Findings from the study indicated that training at 50 percent body weight led to a slight decrease in aerobic capacity compared to training at 100 percent body weight. However, no significant changes were observed following training at 75 percent body weight.

Therefore, if Aaron Judge’s objective is to maintain gains rather than focusing solely on recovery, it is recommended to train at a moderate intensity with at least 75 percent or more of your body weight.

Additionally, one simple approach to further enhance Aaron Judge’s training is to increase the incline. Indeed, studies have discovered that elite runners can achieve their maximum oxygen uptake (VO2 max) while running at high speeds by increasing the incline and reducing body weight.

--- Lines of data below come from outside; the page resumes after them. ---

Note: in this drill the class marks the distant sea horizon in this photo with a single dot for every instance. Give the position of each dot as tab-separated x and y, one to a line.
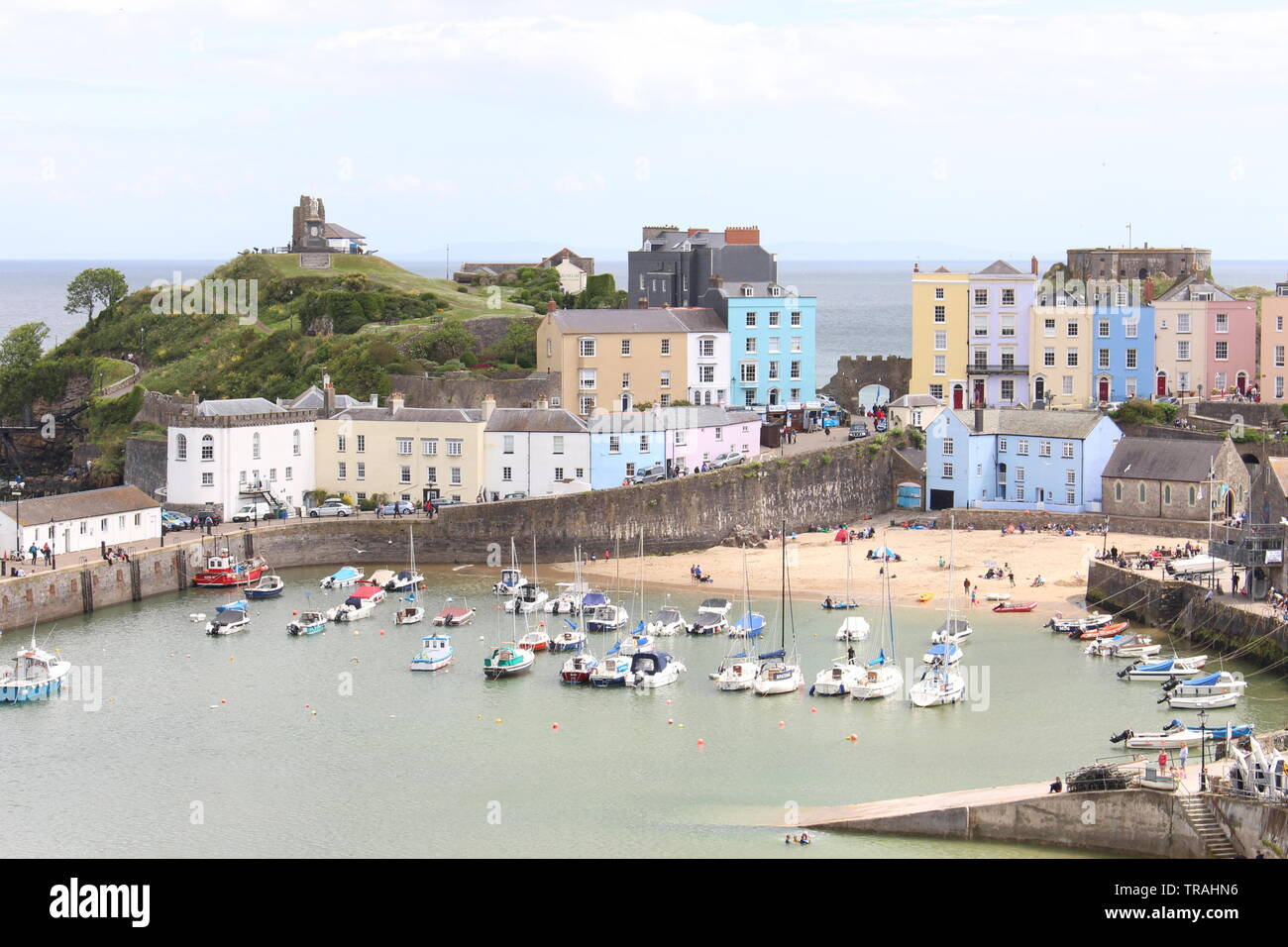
864	307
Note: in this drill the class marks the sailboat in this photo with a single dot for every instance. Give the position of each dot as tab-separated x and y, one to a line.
777	673
506	659
738	669
941	684
881	676
413	613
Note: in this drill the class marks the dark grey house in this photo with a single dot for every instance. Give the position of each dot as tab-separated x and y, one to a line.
678	268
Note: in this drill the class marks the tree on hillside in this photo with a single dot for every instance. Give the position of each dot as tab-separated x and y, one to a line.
22	347
101	286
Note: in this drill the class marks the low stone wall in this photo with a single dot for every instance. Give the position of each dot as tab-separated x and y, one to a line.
828	486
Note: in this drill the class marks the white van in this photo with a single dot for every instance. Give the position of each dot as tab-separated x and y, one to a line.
253	510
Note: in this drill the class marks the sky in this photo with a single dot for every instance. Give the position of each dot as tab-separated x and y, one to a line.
844	129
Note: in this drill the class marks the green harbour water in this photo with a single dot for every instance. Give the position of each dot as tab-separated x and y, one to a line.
266	745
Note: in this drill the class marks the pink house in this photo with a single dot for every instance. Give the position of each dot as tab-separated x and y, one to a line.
1232	357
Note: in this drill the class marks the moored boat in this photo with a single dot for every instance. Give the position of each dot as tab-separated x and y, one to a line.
305	624
35	676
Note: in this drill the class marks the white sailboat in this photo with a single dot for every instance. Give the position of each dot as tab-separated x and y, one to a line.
738	668
780	672
941	684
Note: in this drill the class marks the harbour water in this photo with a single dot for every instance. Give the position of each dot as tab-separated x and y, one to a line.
267	745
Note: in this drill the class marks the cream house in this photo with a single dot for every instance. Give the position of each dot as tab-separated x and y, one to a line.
402	453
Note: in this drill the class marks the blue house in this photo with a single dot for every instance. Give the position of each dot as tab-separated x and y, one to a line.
1122	346
1012	459
771	343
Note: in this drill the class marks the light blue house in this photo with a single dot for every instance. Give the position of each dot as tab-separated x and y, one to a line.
1122	346
771	343
1012	459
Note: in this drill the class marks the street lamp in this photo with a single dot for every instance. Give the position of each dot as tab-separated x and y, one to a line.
1202	751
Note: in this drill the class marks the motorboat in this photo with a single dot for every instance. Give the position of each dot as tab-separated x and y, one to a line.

Aaron Judge is currently facing injuries and surgery is not an option. Anti-gravity treadmill provides an opportunity to train within a controlled environment, offering benefits such as reduced impact and customized support.

Aaron Judge was seen minutes before he was injured at Dodger Stadium on June 3, 2023.

What benefits Aaron Judge will have with the anti-gravity treadmill training

  • Continue training or recover from surgery without experiencing discomfort while his body is healing.
  • By incorporating innovative unweighting technology, the impact of walking or running is significantly reduced on this treadmill.
  • Have the flexibility to adjust the level of support and walk or run at any percentage between 20 and 100 percent of your body weight.
  • Effortlessly choose the desired level of reduced body weight, allowing for pain-free movement.
  • Provide himself with the chance to smoothly progress toward complete recovery.
  • Minimize the strain on Aaron Judge’s joints, muscles, and injured ligament while engaging in physical activity.
  • Experience the sensation of running or walking as if you were on the moon, making it an enjoyable and user-friendly experience.
  • Continue training despite being injured.
  • Envision the feeling of running as if you were 50 pounds lighter.
  • Strengthening lower extremities
  • Getting the body conditioned and gradually scaling training
  • Assisted gait training

Numerous professional teams from around the globe, including iconic franchises like the Los Angeles Lakers and Manchester United, have incorporated anti-gravity treadmills into their training routines. Basketball standout Gilbert Arenas, marathon runners Dathan Ritzenhein and Shannon Rowbury, and many others have used it for quick injury recovery.

Aaron Judge can optimize muscle strength and coordination while minimizing physical strain to make his return possible soon.